Research Note · Updated June 5, 2026
Running Local Models at Home
The headline: On an 8GB Mac Mini, you can run five genuinely useful small models locally, but none of them is good at everything. Gemma 4 E2B is the overall winner at 82.2% weighted score. Bonsai 8B and LFM 2.5 are tied for second at ~79%. But the real finding is structural: the models' architectures are diverging so fast that "which model is best" depends on what you're doing, and the answer keeps changing.
Summary Results
Thirty prompts across eight categories, three temperatures, three repeats each = 90 scored items per model. Weighted score penalizes hallucination (3x) and broken tool calls (2x) harder than formatting mistakes. The table below shows each model's best temperature configuration:
| Rank | Model | Best Temp | Weighted% | Pass% | Strengths | Weaknesses |
|---|---|---|---|---|---|---|
| 1 | Gemma 4 E2B | 1.0 | 82.2% | 72.2% | Instruction following (97%), planning (100%), explanation (100%), context reasoning (100%) | Agent/tool-calling (40-53%) |
| 2 | Bonsai 8B | 0.3 | 79.4% | 71.1% | Agent tool-calling (60%), context reasoning (100%), fastest inference (2-bit quant) | 2-bit precision loss causes instruction drift on edge cases |
| 3 | LFM 2.5 | 0.3 | 78.9% | 70.0% | Hallucination resistance (83% at t0.3), multi-step tool chains, clean refusal behavior | Verbose reasoning (50-70% of output), sometimes hallucinates service names |
| 4 | Qwen 4B | 0.7/1.0 | 74.4% | 63.3% | Balanced across all categories, never spectacularly fails | Shallow on long prompts, no standout strength |
| 5 | Ministral 3B | 0.7 | 68.3% | 54.4% | Competitive on instruction following at t0.7 | 10+ points behind the next model in every category |
Key takeaway from the numbers: The top three are within 3.3 points of each other.

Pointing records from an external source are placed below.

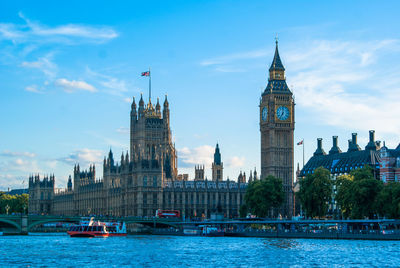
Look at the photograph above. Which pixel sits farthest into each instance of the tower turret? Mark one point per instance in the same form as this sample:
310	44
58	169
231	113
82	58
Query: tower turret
69	184
166	110
141	106
217	166
158	106
133	110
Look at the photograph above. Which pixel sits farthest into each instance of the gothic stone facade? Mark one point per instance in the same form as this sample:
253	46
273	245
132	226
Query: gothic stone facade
143	181
277	127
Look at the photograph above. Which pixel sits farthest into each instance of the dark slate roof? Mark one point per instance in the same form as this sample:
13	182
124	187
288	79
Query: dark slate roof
276	62
17	191
342	162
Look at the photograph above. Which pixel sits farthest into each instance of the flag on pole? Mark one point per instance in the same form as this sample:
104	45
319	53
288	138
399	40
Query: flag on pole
300	142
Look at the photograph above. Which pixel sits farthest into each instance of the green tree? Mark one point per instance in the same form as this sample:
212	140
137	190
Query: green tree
357	193
264	195
364	189
388	201
316	192
343	194
16	203
243	210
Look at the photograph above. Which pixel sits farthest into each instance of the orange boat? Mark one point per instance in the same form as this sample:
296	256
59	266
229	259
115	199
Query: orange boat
92	228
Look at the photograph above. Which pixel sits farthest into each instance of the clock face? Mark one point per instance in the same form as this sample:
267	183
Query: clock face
282	113
264	114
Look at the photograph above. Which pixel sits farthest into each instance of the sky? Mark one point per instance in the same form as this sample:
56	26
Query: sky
69	70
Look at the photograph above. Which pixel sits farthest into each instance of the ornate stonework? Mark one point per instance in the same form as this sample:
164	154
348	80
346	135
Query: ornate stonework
277	127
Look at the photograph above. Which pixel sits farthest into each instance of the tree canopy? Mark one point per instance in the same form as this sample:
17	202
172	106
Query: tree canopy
264	195
316	192
357	193
15	203
388	201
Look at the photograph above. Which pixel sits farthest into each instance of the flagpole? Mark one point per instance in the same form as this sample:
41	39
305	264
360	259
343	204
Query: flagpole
149	85
303	152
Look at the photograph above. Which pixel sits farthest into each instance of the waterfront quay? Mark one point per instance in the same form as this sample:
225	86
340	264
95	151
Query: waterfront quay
386	229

That is not a decisive win — it is a cluster. Gemma leads on instruction-following and content generation. LFM leads on hallucination resistance. Bonsai leads on agent tool-calling and speed. The practical choice depends on which failure mode you can tolerate.
1. Why I Did This
The local inference space is moving fast. Six months ago, running an 8B model on consumer hardware meant watching a slideshow of barely-coherent text. Today, a $600 computer can serve useful output from several different architectures. But "useful" is not uniform — different models hallucinate in different ways, handle tools differently, and break on different kinds of prompts.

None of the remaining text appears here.